Euro zone consumers kept their inflation expectations unchanged in November, predicting a steady slowdown in price growth towards the European Central Bank's 2% target in the coming years, an ECB survey showed today.
Inflation has been hovering around 2% most of the past year and fresh data out yesterday put price growth right at 2% in December, as falling energy costs offset rising services prices.
Consumers across the currency bloc perceived inflation to be somewhat higher - 3.1% in November - but saw it at 2.8% over the next year, 2.5% three years ahead, and 2.2% five years out, the ECB said, based on a survey of 19,000 adults in 11 euro zone countries.

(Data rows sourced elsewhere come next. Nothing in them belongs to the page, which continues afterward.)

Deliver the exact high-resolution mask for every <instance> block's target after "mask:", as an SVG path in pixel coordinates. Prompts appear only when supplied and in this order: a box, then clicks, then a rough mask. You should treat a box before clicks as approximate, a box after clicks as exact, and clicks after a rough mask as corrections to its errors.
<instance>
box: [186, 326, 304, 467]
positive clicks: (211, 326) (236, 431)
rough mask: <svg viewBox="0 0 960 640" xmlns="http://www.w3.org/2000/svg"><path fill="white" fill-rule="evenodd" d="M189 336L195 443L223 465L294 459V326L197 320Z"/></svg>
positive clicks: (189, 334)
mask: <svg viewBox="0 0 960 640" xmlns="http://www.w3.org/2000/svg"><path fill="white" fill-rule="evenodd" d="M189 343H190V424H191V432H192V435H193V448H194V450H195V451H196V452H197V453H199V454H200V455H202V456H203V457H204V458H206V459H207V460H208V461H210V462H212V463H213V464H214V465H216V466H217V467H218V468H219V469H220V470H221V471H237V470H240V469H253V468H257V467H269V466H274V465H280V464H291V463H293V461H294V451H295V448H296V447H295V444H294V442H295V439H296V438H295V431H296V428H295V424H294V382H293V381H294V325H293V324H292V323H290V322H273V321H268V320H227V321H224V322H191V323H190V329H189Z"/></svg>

Inflation, tamed by record-quick ECB rate hikes in 2022 and 2023, has been a non-issue in recent months and, if anything, price growth could go even lower given a persistent drag from falling oil and gas prices.
However, the ECB is unlikely to ease policy for now to stop price growth from going too low, as projections see a rebound later, partly on steady economic growth.
Consumers, who are generally more pessimistic than professional forecasters, expect the economy to contract by 1.3% over the coming year, a more pessimistic scenario than October's 1.1% contraction expectation.
Most forecasters see the euro zone expanding at a rate between 1% and 1.5% this year, after growth of about 1.4% in 2025.